I’d like to run a Linux box booting off ZFS for my desktop so I could just send snapshots for backup, but every time I’ve looked into doing it I got bogged down trying to figure out the right combination of things to do to make it actually boot. Maybe I just need to setup a machine with non-zfs boot and use zfs for the actual data storage.

That’s much smarter than what I did (“Nuke it from orbit”) and what I will do in the future. Thank you for that suggestion!

Look, none of this is as easy as it ought to be, hence the need for TrueNAS in the first place. The demi-gods here can set up a functional equivalent to TrueNAS in most respects using nothing more than Debian or FreeBSD and a bit of time. Where TrueNAS shines is making all that far more accessible to the likes of you and me.

The dual FS system is nothing new - see Pis who will have a FAT and a Ex3 or whatever FS on each boot disk. The trick is in figuring out how to reliably back stuff up, especially the config files that are worth their weight in gold. Downloads, etc. are peanuts, config files where stuff just works as expected represent hours, if not days of my time.

NB that you would lose your history from the last week. I’m personally okay with that, as I store backups just for emergencies and rarely use file history.

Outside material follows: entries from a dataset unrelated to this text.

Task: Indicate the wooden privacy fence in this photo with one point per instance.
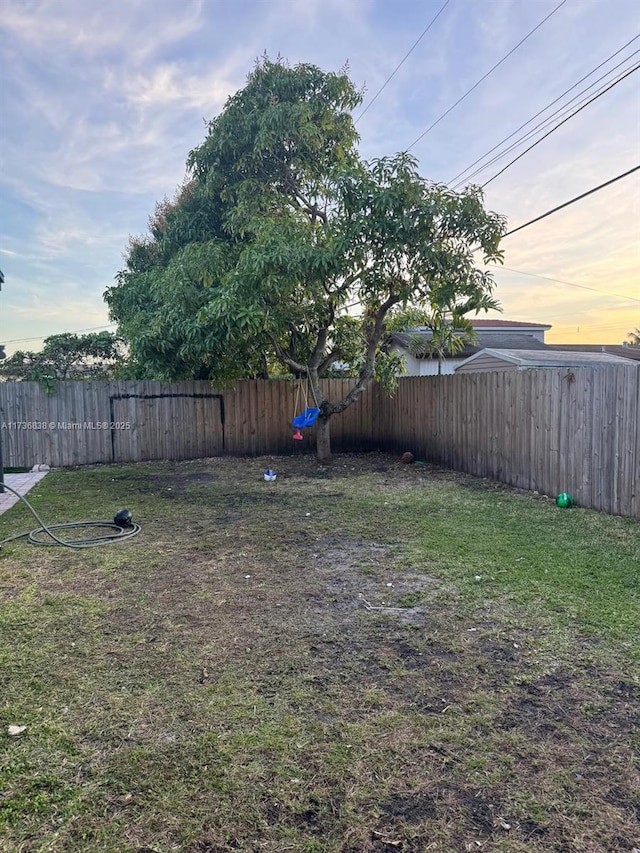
(87, 422)
(548, 430)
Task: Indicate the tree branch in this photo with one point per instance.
(366, 373)
(285, 359)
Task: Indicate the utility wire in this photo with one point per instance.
(560, 113)
(543, 216)
(544, 109)
(562, 281)
(484, 77)
(402, 61)
(76, 332)
(564, 121)
(571, 201)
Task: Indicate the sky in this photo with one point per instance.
(102, 102)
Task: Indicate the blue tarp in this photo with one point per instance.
(306, 419)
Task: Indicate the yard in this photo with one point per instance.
(365, 657)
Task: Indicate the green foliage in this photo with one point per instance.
(282, 234)
(97, 355)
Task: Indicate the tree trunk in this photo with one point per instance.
(323, 438)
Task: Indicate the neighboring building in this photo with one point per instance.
(622, 350)
(514, 360)
(493, 334)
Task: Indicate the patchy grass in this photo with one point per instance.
(312, 665)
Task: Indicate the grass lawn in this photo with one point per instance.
(362, 657)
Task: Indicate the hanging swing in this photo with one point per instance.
(308, 416)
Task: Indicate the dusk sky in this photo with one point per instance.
(102, 102)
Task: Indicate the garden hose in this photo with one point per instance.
(118, 531)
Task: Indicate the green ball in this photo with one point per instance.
(564, 499)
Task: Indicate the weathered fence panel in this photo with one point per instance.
(548, 430)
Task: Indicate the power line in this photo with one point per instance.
(564, 121)
(402, 61)
(571, 201)
(544, 109)
(484, 77)
(543, 216)
(76, 332)
(570, 283)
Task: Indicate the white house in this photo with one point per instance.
(494, 334)
(514, 360)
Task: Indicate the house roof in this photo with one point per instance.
(625, 351)
(550, 358)
(486, 338)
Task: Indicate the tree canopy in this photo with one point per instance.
(286, 252)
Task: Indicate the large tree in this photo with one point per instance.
(285, 248)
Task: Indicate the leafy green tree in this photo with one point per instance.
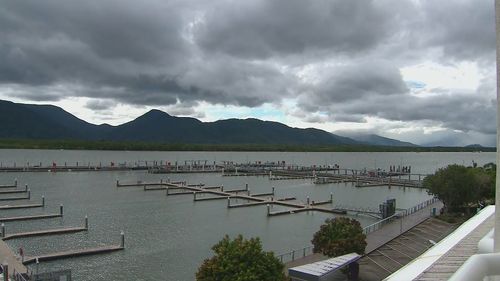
(339, 236)
(241, 260)
(459, 186)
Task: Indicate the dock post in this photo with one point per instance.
(6, 272)
(122, 243)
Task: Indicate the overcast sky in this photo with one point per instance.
(419, 71)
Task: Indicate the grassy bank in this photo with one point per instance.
(152, 146)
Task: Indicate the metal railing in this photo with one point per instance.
(295, 254)
(405, 212)
(305, 251)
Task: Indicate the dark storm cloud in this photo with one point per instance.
(100, 105)
(464, 29)
(356, 82)
(248, 53)
(262, 28)
(457, 111)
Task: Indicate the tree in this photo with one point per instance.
(459, 186)
(240, 260)
(339, 236)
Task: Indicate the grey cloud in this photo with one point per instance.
(100, 105)
(456, 111)
(261, 28)
(167, 53)
(464, 29)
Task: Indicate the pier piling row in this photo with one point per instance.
(78, 253)
(257, 199)
(58, 231)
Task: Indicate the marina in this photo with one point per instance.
(199, 209)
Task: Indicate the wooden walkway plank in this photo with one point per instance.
(33, 217)
(73, 253)
(24, 206)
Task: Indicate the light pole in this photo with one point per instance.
(497, 187)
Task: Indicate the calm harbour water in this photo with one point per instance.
(167, 238)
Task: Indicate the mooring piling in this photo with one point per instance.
(6, 271)
(122, 241)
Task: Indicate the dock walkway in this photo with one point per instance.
(73, 253)
(44, 232)
(7, 256)
(379, 237)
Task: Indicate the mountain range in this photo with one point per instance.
(29, 121)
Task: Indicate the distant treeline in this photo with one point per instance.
(153, 146)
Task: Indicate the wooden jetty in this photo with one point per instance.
(34, 217)
(9, 257)
(13, 191)
(44, 232)
(76, 253)
(218, 193)
(23, 206)
(27, 197)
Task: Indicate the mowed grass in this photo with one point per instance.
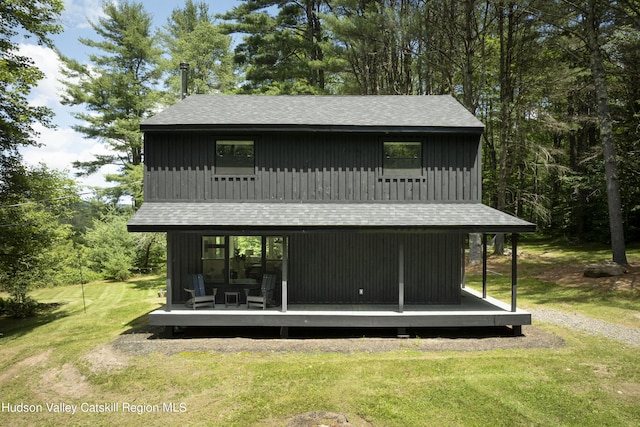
(64, 356)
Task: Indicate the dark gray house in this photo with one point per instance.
(359, 205)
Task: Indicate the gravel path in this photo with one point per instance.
(627, 335)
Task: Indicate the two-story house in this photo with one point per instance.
(359, 205)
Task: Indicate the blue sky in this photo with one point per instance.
(62, 146)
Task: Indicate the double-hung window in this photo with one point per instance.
(402, 159)
(235, 157)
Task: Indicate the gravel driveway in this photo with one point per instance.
(630, 336)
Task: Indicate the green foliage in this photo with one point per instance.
(18, 74)
(111, 249)
(191, 36)
(281, 54)
(35, 241)
(116, 254)
(117, 89)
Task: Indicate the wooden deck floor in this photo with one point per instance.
(473, 311)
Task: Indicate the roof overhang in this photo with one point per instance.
(304, 217)
(285, 128)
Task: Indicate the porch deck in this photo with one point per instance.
(473, 311)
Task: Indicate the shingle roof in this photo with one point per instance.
(464, 217)
(316, 111)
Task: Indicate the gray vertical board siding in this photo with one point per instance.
(332, 267)
(319, 167)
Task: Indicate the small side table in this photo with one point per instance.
(232, 298)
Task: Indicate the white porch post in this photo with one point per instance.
(285, 268)
(169, 271)
(514, 271)
(484, 266)
(401, 276)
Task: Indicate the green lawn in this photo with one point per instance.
(589, 382)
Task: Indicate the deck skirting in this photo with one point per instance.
(473, 311)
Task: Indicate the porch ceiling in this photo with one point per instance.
(315, 216)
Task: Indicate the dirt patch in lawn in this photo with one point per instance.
(565, 274)
(572, 275)
(66, 381)
(106, 358)
(20, 366)
(266, 340)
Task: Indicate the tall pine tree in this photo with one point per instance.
(117, 90)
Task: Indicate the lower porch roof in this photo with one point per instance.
(325, 216)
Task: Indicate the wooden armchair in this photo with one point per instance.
(266, 293)
(199, 298)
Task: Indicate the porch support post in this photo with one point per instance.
(285, 269)
(514, 270)
(401, 276)
(169, 271)
(484, 266)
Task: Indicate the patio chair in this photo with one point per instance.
(199, 298)
(266, 292)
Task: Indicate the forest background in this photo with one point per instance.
(554, 81)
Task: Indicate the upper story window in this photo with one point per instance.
(235, 157)
(402, 159)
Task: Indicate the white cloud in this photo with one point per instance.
(62, 146)
(47, 93)
(78, 13)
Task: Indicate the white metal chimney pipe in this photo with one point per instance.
(184, 74)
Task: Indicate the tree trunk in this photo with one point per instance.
(592, 27)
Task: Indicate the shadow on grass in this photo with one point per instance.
(304, 333)
(150, 283)
(47, 313)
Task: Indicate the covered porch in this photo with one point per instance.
(473, 311)
(407, 263)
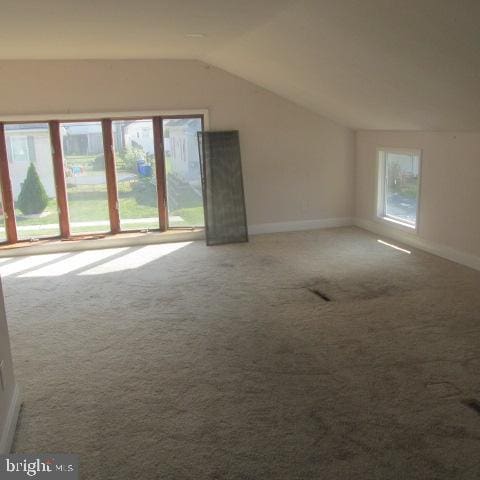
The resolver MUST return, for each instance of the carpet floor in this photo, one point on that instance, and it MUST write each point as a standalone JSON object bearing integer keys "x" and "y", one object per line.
{"x": 183, "y": 361}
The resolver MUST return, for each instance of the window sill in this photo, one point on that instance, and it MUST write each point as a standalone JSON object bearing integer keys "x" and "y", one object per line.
{"x": 406, "y": 227}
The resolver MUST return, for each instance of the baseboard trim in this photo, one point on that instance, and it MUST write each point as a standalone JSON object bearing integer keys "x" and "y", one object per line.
{"x": 8, "y": 433}
{"x": 443, "y": 251}
{"x": 299, "y": 225}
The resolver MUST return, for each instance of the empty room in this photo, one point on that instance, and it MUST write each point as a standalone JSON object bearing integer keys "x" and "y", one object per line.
{"x": 240, "y": 240}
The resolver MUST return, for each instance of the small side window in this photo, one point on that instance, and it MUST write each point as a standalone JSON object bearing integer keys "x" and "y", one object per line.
{"x": 399, "y": 186}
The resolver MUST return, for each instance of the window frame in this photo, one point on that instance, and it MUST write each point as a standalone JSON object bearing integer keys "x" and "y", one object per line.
{"x": 106, "y": 119}
{"x": 381, "y": 205}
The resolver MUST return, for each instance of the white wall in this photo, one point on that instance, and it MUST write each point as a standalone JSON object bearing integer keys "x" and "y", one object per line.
{"x": 9, "y": 399}
{"x": 449, "y": 218}
{"x": 297, "y": 165}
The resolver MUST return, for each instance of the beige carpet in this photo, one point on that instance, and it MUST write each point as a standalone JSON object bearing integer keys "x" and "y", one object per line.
{"x": 187, "y": 362}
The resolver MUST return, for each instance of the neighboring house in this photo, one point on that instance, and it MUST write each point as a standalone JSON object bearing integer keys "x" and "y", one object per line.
{"x": 183, "y": 147}
{"x": 138, "y": 134}
{"x": 29, "y": 143}
{"x": 180, "y": 143}
{"x": 82, "y": 138}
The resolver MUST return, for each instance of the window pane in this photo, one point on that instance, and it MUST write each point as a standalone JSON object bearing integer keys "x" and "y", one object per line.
{"x": 182, "y": 164}
{"x": 82, "y": 145}
{"x": 136, "y": 176}
{"x": 401, "y": 186}
{"x": 33, "y": 182}
{"x": 3, "y": 233}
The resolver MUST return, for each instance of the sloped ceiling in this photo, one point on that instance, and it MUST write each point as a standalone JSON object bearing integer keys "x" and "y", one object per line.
{"x": 368, "y": 64}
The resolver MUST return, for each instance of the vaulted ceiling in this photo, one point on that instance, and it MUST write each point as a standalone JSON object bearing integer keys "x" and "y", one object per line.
{"x": 377, "y": 64}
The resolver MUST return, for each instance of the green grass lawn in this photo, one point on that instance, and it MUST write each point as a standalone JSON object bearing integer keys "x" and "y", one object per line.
{"x": 89, "y": 203}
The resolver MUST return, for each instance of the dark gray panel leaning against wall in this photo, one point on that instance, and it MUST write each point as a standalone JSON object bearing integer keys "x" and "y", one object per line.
{"x": 222, "y": 183}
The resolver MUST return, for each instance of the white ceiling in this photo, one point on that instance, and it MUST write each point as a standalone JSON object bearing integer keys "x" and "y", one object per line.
{"x": 380, "y": 64}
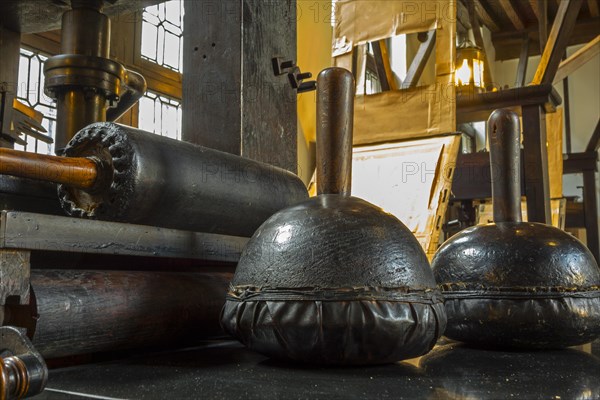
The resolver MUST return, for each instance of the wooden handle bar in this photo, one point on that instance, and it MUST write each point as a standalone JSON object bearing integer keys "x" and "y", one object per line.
{"x": 79, "y": 173}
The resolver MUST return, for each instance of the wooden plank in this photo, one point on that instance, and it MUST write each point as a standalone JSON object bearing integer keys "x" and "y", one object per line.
{"x": 534, "y": 7}
{"x": 542, "y": 23}
{"x": 485, "y": 17}
{"x": 382, "y": 63}
{"x": 578, "y": 59}
{"x": 590, "y": 210}
{"x": 418, "y": 64}
{"x": 536, "y": 164}
{"x": 594, "y": 143}
{"x": 462, "y": 15}
{"x": 557, "y": 41}
{"x": 487, "y": 71}
{"x": 382, "y": 172}
{"x": 477, "y": 107}
{"x": 523, "y": 59}
{"x": 554, "y": 134}
{"x": 233, "y": 100}
{"x": 508, "y": 43}
{"x": 594, "y": 8}
{"x": 9, "y": 74}
{"x": 512, "y": 15}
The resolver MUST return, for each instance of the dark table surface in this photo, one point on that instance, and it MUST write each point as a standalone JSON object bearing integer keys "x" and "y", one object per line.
{"x": 226, "y": 370}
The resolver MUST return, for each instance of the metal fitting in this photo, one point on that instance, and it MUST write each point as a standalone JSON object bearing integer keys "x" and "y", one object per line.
{"x": 23, "y": 372}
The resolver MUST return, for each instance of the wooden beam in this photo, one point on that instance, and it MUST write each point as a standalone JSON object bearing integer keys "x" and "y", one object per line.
{"x": 487, "y": 72}
{"x": 594, "y": 8}
{"x": 523, "y": 59}
{"x": 537, "y": 188}
{"x": 534, "y": 6}
{"x": 462, "y": 14}
{"x": 557, "y": 41}
{"x": 418, "y": 64}
{"x": 228, "y": 68}
{"x": 512, "y": 14}
{"x": 382, "y": 63}
{"x": 577, "y": 59}
{"x": 508, "y": 43}
{"x": 485, "y": 16}
{"x": 590, "y": 210}
{"x": 542, "y": 23}
{"x": 594, "y": 143}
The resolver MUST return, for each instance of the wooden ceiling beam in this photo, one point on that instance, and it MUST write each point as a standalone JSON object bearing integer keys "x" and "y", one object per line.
{"x": 512, "y": 14}
{"x": 542, "y": 23}
{"x": 563, "y": 26}
{"x": 462, "y": 14}
{"x": 594, "y": 8}
{"x": 418, "y": 64}
{"x": 508, "y": 43}
{"x": 534, "y": 6}
{"x": 485, "y": 17}
{"x": 487, "y": 72}
{"x": 577, "y": 59}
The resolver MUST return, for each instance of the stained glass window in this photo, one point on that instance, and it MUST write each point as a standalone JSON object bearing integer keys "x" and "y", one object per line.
{"x": 30, "y": 91}
{"x": 160, "y": 114}
{"x": 162, "y": 34}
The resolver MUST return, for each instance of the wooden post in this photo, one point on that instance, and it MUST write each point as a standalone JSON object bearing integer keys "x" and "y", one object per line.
{"x": 9, "y": 75}
{"x": 232, "y": 100}
{"x": 536, "y": 164}
{"x": 523, "y": 60}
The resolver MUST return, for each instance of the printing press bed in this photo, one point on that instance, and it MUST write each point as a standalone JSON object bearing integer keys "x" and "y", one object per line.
{"x": 226, "y": 370}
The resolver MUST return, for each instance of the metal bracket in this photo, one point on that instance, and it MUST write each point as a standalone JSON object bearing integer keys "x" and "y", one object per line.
{"x": 295, "y": 76}
{"x": 23, "y": 372}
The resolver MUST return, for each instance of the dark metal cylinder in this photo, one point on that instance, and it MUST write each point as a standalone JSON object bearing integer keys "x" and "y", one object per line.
{"x": 505, "y": 161}
{"x": 169, "y": 183}
{"x": 85, "y": 31}
{"x": 75, "y": 109}
{"x": 80, "y": 312}
{"x": 335, "y": 114}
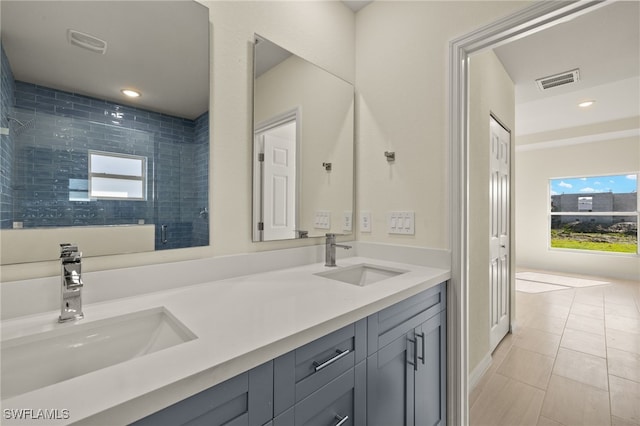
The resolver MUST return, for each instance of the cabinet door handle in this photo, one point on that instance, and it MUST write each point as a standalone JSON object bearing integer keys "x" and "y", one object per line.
{"x": 415, "y": 354}
{"x": 320, "y": 365}
{"x": 341, "y": 420}
{"x": 421, "y": 336}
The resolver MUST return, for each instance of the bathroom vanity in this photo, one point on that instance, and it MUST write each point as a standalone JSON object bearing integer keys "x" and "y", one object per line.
{"x": 386, "y": 369}
{"x": 360, "y": 344}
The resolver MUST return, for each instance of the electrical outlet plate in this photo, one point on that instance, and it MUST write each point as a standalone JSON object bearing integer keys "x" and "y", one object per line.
{"x": 347, "y": 221}
{"x": 402, "y": 223}
{"x": 365, "y": 221}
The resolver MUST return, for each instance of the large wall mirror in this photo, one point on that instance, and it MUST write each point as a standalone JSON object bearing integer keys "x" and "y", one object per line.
{"x": 303, "y": 165}
{"x": 82, "y": 161}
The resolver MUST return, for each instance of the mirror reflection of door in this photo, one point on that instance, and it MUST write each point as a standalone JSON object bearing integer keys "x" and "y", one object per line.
{"x": 277, "y": 151}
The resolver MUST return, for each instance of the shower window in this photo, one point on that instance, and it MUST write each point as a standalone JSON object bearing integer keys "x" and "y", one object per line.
{"x": 117, "y": 176}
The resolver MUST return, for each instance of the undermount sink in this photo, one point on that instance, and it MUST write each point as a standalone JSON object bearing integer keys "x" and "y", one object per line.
{"x": 361, "y": 274}
{"x": 43, "y": 359}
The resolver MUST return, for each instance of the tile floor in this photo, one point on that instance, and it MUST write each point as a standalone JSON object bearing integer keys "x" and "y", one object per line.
{"x": 574, "y": 359}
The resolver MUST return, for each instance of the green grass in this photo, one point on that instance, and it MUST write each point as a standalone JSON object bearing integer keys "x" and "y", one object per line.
{"x": 598, "y": 242}
{"x": 589, "y": 245}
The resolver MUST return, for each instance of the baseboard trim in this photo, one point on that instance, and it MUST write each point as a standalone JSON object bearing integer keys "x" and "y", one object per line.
{"x": 479, "y": 370}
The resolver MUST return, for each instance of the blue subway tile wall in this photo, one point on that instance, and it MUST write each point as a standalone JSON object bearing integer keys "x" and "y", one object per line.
{"x": 7, "y": 98}
{"x": 51, "y": 164}
{"x": 201, "y": 179}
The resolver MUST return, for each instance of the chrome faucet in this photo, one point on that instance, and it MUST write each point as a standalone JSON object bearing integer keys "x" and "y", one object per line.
{"x": 71, "y": 283}
{"x": 330, "y": 250}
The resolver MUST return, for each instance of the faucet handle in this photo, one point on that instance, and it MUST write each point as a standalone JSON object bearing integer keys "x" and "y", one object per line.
{"x": 69, "y": 252}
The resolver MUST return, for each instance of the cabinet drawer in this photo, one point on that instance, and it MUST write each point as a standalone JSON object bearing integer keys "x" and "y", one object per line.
{"x": 242, "y": 400}
{"x": 338, "y": 402}
{"x": 303, "y": 371}
{"x": 387, "y": 325}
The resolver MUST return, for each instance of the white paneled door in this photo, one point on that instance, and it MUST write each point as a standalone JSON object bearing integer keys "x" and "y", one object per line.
{"x": 279, "y": 182}
{"x": 499, "y": 238}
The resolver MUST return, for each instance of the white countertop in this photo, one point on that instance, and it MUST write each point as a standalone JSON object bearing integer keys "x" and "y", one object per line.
{"x": 240, "y": 323}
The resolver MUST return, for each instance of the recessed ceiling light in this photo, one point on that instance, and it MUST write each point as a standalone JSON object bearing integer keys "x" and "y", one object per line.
{"x": 131, "y": 93}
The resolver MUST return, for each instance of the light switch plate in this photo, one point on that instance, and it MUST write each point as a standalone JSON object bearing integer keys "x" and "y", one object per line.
{"x": 402, "y": 223}
{"x": 365, "y": 221}
{"x": 322, "y": 219}
{"x": 347, "y": 221}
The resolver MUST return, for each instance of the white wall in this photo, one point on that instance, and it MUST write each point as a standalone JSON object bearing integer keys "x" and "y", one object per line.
{"x": 534, "y": 169}
{"x": 402, "y": 83}
{"x": 491, "y": 91}
{"x": 322, "y": 32}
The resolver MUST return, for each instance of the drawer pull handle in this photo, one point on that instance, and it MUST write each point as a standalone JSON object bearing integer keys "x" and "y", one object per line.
{"x": 341, "y": 420}
{"x": 415, "y": 354}
{"x": 319, "y": 366}
{"x": 421, "y": 335}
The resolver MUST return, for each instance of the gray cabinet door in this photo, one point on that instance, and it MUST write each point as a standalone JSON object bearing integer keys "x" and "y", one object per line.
{"x": 430, "y": 376}
{"x": 390, "y": 382}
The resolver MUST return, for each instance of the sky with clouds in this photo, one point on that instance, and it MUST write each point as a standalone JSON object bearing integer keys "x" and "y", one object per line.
{"x": 619, "y": 184}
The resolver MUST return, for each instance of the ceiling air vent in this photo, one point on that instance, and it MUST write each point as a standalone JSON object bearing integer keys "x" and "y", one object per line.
{"x": 86, "y": 41}
{"x": 567, "y": 77}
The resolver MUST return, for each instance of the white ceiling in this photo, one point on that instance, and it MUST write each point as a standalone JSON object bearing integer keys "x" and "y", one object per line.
{"x": 356, "y": 5}
{"x": 160, "y": 48}
{"x": 603, "y": 44}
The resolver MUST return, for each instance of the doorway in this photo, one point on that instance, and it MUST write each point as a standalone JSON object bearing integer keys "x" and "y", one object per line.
{"x": 527, "y": 21}
{"x": 499, "y": 236}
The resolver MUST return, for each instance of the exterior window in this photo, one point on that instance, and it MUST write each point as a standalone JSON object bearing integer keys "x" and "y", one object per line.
{"x": 598, "y": 213}
{"x": 117, "y": 176}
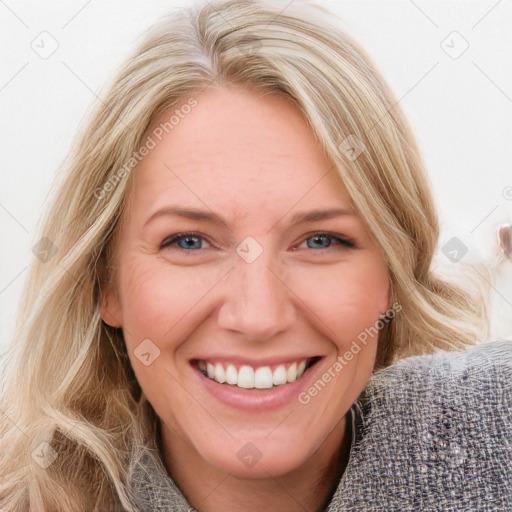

Well, corrupted backup doesn’t work for history, but files can be restored manually.

There is that but there is also the much smaller load that your approach imposes on the backup mechanism. Your approach likely preserves 99% of the TimeMachine corpus, which means that past snapshots are still relevant and that they can be used if my boss has an epiphany about a file she changed two weeks ago, or whatever.

My approach ends up with files that are accurate as of this week, a huge backup has to be transferred to the backup server, ditto all the offline repositories, and a giant set of snapshots that currently bloat my NAS file system to the tune of 3% before getting shipped into the TrueNAS bitbucket.